Томас задумался. Предложение было в высшей степени необычным. Депутат
рийгикогу. Ничего себе. Томас никогда и думать не думал ни о какой
политической карьере. С другой стороны, почему бы и нет? Среди старых
козлов, которые сейчас заседают в парламенте, он выглядел бы, пожалуй, не
худшим образом.
- Решайся, решайся, - поторопил Краб. - Глядишь, со временем и
президентом станешь.
- Даже не знаю, - проговорил наконец Томас. - Ты уверен, что я подойду?
- А это мы сейчас узнаем, - пообещал Краб и нажал клавишу интеркома. -
Роза Марковна, зайдите, пожалуйста, в гостиную, - бросил он в микрофон и
объяснил Томасу: - Роза Марковна Штейн. Мой главный менеджер. По кадрам и по
всему. Сука страшная. Но дело знает. Переговоры ведет - я тащусь. Доктор
социологии, между прочим. И знает шесть языков. Шесть! Зачем одному человеку
знать столько языков? Не понимаю.
Роза Марковна оказалась грузной седой еврейкой в бесформенной черной
хламиде до пят. Ей было, пожалуй, под шестьдесят. В молодости она была,
вероятно, красавицей. Остатки былой красоты и сейчас сохранились на ее
высокомерном патрицианском лице. Выражение "сука страшная" подходило к ней
как нельзя лучше, потому что она была лишена главного, что делает женщину
женщиной, - сентиментальности.
При ее появлении Томас встал, как и полагается воспитанному человеку при
появлении дамы, и слегка поклонился. Сочтя свои светские обязанности на этом
исполненными, он опустился в кресло, с любопытством ожидая, что будет
дальше.
- Томас Ребане, - представил его Краб. - Мой старый друг.

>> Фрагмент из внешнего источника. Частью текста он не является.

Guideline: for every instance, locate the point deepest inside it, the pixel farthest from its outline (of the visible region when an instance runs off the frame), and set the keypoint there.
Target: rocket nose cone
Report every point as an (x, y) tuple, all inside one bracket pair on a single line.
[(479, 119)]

Роза Марковна внимательно посмотрела на Томаса. Очень внимательно.
Гораздо внимательней, чем того требовали обстоятельства. Томас даже
почувствовал себя неуютно под ее взглядом.
- Мечтает о политической карьере, - продолжал Краб. - Как, по-вашему,
есть у него шансы?
Она без приглашения подошла к бару, плеснула в бокал джина "Бефитер".
Водрузив толстый зад на край журнального стола, сделала глоток, закурила
коричневую сигарету "More" и только после этого, как бы приведя себя в
рабочее состояние, кивнула Томасу:
- Встаньте, молодой человек. Повернитесь. Пройдите до окна и обратно. Еще
раз - медленней. Спасибо, - сказала она, когда Томас исполнил ее приказы. -
А теперь скажите что-нибудь.
- Что? - спросил Томас.
- Да любую глупость, потому что ничего умного вы не сможете сказать при
всем желании.
Томас разозлился.
- Мадам, - галантно обратился он к этой старой суке. - Вам, вероятно,
кажется, что у меня не много принципов. Но теми, что есть, я дорожу. И
потому я не могу ответить вам так, как вы того заслуживаете.
Роза Марковна усмехнулась.
- Неплохо, - оценила она. - Еще что-нибудь. Можно не обо мне.